Note that the data on which the search classifier will be fit should be the train+val set and the indices specified will be used by the sklearn to separate them internally. Additionally, when working with dataframes, the indices specified should be accessible as ilocs, so reset indices (don't drop them if they will be required later).

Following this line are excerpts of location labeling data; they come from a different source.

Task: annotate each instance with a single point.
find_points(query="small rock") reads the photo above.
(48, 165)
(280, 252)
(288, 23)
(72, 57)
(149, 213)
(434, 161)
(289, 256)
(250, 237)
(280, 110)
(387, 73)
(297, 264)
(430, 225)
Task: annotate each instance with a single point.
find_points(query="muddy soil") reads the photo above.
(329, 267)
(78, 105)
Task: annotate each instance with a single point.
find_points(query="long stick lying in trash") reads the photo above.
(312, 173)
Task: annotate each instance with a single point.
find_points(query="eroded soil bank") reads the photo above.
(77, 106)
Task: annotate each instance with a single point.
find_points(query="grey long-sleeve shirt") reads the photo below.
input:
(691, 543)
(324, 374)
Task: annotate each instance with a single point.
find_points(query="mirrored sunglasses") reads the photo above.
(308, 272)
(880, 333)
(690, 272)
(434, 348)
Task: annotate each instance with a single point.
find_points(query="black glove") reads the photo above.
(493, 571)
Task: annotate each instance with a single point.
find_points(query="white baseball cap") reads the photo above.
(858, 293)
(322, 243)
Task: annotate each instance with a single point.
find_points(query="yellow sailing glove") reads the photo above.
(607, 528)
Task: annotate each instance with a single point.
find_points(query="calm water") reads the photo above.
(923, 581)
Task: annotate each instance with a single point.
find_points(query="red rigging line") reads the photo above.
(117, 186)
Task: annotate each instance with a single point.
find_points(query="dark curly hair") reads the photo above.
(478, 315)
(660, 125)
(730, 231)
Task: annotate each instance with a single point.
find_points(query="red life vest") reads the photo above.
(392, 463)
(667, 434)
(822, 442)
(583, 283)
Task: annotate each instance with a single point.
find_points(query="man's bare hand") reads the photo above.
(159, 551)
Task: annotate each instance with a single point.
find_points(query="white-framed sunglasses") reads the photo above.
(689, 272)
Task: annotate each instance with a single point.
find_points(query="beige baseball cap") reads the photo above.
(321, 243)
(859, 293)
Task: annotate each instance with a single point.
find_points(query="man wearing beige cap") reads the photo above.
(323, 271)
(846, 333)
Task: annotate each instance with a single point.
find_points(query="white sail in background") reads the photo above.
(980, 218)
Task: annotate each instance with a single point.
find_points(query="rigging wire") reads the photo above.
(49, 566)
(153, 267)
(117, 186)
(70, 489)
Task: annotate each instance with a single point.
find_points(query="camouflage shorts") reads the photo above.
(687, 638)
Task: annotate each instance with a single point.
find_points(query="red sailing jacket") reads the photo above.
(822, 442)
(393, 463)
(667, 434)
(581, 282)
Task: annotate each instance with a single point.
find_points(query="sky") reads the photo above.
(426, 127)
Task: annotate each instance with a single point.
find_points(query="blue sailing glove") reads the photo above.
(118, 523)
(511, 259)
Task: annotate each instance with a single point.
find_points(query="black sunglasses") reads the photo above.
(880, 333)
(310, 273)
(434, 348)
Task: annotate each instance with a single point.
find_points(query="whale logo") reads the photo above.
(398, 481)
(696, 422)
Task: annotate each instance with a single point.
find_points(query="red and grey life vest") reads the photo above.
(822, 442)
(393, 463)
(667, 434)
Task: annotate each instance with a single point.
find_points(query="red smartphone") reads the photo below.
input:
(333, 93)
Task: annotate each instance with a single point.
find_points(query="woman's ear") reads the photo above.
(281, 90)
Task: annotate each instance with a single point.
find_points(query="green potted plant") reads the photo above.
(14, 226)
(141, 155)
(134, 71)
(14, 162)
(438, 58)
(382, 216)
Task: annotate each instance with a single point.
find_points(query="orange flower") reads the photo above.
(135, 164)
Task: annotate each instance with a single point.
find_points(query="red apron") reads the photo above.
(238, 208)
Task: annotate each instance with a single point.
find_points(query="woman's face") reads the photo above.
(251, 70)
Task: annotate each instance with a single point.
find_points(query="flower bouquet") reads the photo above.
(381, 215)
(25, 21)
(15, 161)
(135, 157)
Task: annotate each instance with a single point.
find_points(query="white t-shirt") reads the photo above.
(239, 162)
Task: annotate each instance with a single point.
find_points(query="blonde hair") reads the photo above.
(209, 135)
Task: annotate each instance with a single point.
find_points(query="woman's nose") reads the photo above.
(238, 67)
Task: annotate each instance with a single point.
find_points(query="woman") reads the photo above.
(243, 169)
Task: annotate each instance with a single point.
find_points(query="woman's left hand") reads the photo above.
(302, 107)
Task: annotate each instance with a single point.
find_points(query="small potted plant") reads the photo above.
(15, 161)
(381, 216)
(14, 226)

from sklearn.datasets import load_iris
from sklearn.ensemble import RandomForestClassifier
from sklearn.model_selection import (
train_test_split,
RandomizedSearchCV,
)
data = load_iris(as_frame=True)["frame"]
# These indices will serves as explicit and predefined split
train_idcs, val_idcs = train_test_split(
data.index,
random_state=42,
stratify=data.target,
)
param_grid = dict(
n_estimators=[50,100,150,200],
max_samples=[0.85,0.9,0.95,1],
max_depth=[3,5,7,10],
max_features=["sqrt", "log2", 0.85, 0.9, 0.95, 1],
)
search_clf = RandomizedSearchCV(
estimator=RandomForestClassifier(),
param_distributions=param_grid,
n_iter=50,
cv=((train_idcs, val_idcs),), # explicit predefined split in terms of indices
random_state=42,
)
# X is the first 4 columns i.e. the sepal and petal widths and lengths
# and y is the 5th column i.e. target column
search_clf.fit(X=data.iloc[:,:4], y=data.target)
Also, be mindful if you want to refit on the whole data or only on the train data and thus retrain the classifier using the best fit parameters accordingly.